At the point when this happened, Putin’s military planners should have recommended a “no go” and canceled the operation. When your first salvo fizzles like that, military folks realize that the plan isn’t going to go as planned. No military plan survives first contact with the enemy, but at least the first shot should land somewhere.
I believe Putin had a bad case of “Kaiser-itis,” referring to the German World War I field marshals who had planned their war down to the last train schedule and every piece of rolling stock and horse in the country. Germany was going to war, period, and there was no way to roll back the orders regardless of what else was going on. Putin had given his commanders their orders, the troops were ready, and pulling back was unthinkable to him. Obviously, it was just the first of many bad moves.
That this has gone so badly won’t save Ukraine. Probably won’t, that is. There’s still a chance for things to go catastrophically wrong for Russia. I think that presents more of a conundrum for Biden’s advisers than the planned outcome—Ukraine loses and we punish Russia for it. If Putin can’t win in Ukraine, he might become much more unstable and dangerous. It’s clear that Biden, from his speech, what was said and unsaid, is betting on Ukraine losing but doing it gloriously.

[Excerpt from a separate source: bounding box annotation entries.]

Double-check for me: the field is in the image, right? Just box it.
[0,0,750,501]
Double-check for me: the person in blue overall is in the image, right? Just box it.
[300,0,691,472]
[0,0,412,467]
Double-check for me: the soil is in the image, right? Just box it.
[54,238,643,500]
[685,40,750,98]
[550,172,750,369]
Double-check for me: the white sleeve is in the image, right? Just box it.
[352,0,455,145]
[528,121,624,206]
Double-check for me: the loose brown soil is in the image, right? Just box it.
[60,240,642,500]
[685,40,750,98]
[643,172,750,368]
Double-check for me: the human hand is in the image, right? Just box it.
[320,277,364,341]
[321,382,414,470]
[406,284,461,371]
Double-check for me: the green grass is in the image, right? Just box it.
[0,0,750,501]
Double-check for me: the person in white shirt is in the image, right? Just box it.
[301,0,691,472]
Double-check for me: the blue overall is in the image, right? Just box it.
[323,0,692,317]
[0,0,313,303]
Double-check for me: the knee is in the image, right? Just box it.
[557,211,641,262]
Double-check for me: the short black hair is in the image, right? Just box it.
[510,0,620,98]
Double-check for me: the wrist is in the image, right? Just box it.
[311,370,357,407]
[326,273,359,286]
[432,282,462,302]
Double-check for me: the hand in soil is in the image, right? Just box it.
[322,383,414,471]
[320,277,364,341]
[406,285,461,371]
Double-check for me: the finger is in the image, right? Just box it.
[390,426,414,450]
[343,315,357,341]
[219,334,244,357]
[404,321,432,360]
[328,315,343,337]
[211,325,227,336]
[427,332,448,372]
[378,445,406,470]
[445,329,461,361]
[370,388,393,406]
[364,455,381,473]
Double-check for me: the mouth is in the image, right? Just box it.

I find that to be hugely distasteful. But again, I don’t blame Biden. He’s not a man who wants to take chances with the reality he knows. The problem is that Biden’s reality is frequently not real. At his age, he might not know the difference all the time.
As speeches go, Biden’s is one for the history books. The dusty, acid-washed pages of old cracked bindings kind of history books. After listening for a half hour, I felt like I had been given a warm bath, a slather of Ben Gay, and put down for a nap. That’s about what I expected.